School of Information and Electronics, Beijing Institute of Technology, Beijing 100081, China.
Cytometry A. 2018 Jun;93(6):628-638. doi: 10.1002/cyto.a.23490. Epub 2018 May 15.
Cell morphology is often used as a proxy measurement of cell status to understand cell physiology. Hence, interpretation of cell dynamic morphology is a meaningful task in biomedical research. Inspired by the recent success of deep learning, we here explore the application of convolutional neural networks (CNNs) to cell dynamic morphology classification. An innovative strategy for the implementation of CNNs is introduced in this study. Mouse lymphocytes were collected to observe the dynamic morphology, and two datasets were thus set up to investigate the performances of CNNs. Considering the installation of deep learning, the classification problem was simplified from video data to image data, and was then solved by CNNs in a self-taught manner with the generated image data. CNNs were separately performed in three installation scenarios and compared with existing methods. Experimental results demonstrated the potential of CNNs in cell dynamic morphology classification, and validated the effectiveness of the proposed strategy. CNNs were successfully applied to the classification problem, and outperformed the existing methods in the classification accuracy. For the installation of CNNs, transfer learning was proved to be a promising scheme. © 2018 International Society for Advancement of Cytometry.
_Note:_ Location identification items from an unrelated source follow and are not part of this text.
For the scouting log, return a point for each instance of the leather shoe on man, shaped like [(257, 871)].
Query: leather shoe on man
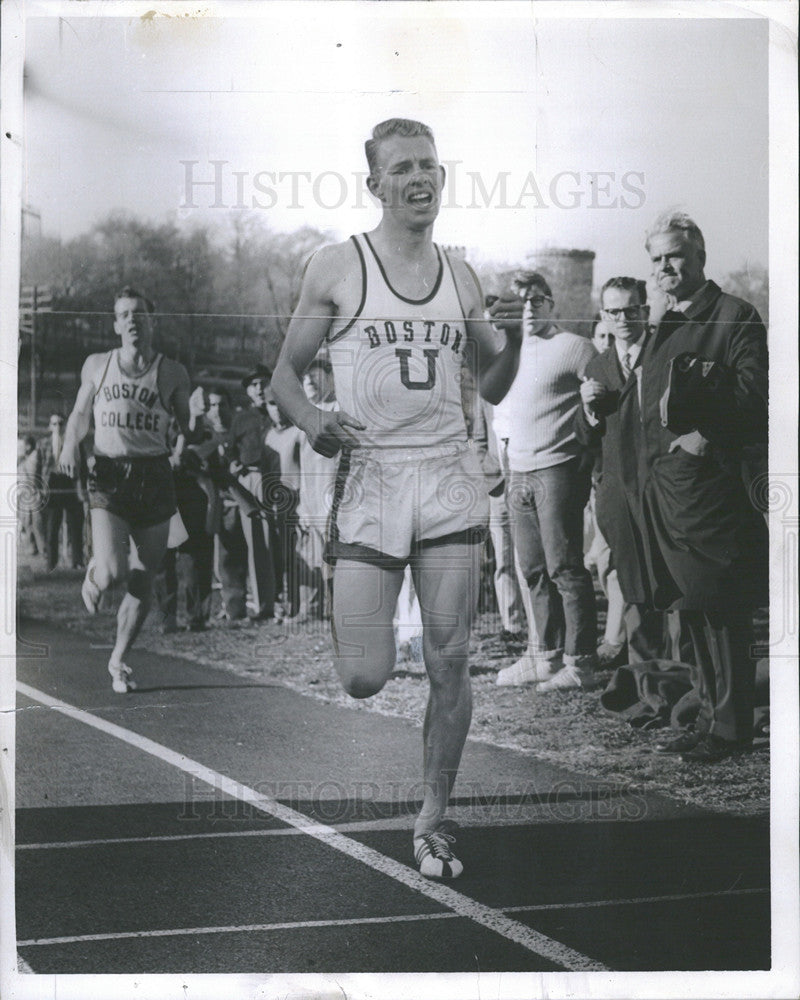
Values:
[(679, 744), (712, 749)]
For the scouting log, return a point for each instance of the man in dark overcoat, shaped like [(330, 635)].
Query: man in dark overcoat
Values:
[(703, 400)]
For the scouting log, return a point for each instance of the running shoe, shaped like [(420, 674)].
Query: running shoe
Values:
[(121, 680), (527, 670), (434, 857), (566, 677)]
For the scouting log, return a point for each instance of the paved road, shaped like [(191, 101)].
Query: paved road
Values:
[(206, 823)]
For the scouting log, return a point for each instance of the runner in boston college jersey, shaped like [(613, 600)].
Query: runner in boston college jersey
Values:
[(132, 393), (398, 317)]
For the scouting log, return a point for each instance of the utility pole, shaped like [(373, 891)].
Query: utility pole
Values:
[(33, 358), (33, 300)]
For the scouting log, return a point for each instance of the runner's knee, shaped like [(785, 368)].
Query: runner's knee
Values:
[(109, 571), (361, 678), (139, 584)]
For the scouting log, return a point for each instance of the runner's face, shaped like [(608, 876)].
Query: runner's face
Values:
[(133, 323), (409, 179)]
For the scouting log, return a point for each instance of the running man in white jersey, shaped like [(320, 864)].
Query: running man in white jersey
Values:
[(398, 315), (132, 393)]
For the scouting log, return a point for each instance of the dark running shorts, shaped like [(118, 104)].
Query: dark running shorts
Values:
[(139, 490)]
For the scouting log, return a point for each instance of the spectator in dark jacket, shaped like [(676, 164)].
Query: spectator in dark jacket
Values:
[(703, 544)]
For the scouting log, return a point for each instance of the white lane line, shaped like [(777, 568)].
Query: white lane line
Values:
[(348, 922), (242, 929), (60, 845), (638, 900), (532, 940)]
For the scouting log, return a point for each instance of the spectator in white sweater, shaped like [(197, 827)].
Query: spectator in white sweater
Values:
[(549, 487)]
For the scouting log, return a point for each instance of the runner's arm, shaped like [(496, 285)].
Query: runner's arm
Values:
[(327, 430), (80, 419), (497, 351), (187, 407)]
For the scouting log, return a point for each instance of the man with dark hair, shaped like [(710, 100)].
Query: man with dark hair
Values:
[(548, 490), (62, 503), (253, 464), (703, 402), (132, 392), (398, 313)]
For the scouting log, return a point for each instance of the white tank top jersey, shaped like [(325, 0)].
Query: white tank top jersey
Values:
[(130, 419), (397, 362)]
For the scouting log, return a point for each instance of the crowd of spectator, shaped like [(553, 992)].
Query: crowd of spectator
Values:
[(627, 454)]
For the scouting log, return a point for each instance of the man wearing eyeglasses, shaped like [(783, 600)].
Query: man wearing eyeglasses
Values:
[(703, 403), (610, 416), (548, 490)]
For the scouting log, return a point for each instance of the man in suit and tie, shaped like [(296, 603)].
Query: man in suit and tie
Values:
[(610, 415)]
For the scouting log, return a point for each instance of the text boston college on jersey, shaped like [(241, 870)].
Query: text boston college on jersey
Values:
[(420, 331), (141, 394)]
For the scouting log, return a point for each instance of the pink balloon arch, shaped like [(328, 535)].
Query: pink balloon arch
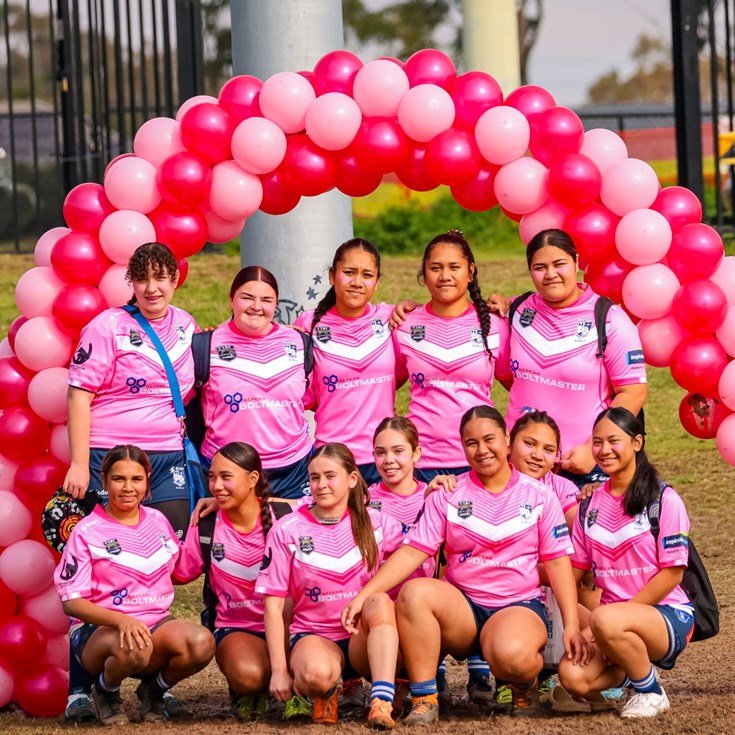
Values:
[(264, 145)]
细胞形态通常被用作细胞状态的代理测量指标,以了解细胞生理学。因此,细胞动态形态的解释是生物医学研究中的一项有意义的任务。受深度学习最近成功的启发,我们在这里探索卷积神经网络(CNN)在细胞动态形态分类中的应用。本研究提出了一种实现 CNN 的创新策略。收集了小鼠淋巴细胞以观察动态形态,因此建立了两个数据集来研究 CNN 的性能。考虑到深度学习的安装,分类问题从视频数据简化为图像数据,然后通过生成的图像数据,由 CNN 以自学的方式解决。分别在三个安装场景中执行 CNN,并与现有方法进行比较。实验结果表明 CNN 在细胞动态形态分类中的潜力,并验证了所提出策略的有效性。CNN 成功应用于分类问题,在分类准确性方面优于现有方法。对于 CNN 的安装,迁移学习被证明是一种很有前途的方案。© 2018 国际细胞分析学会。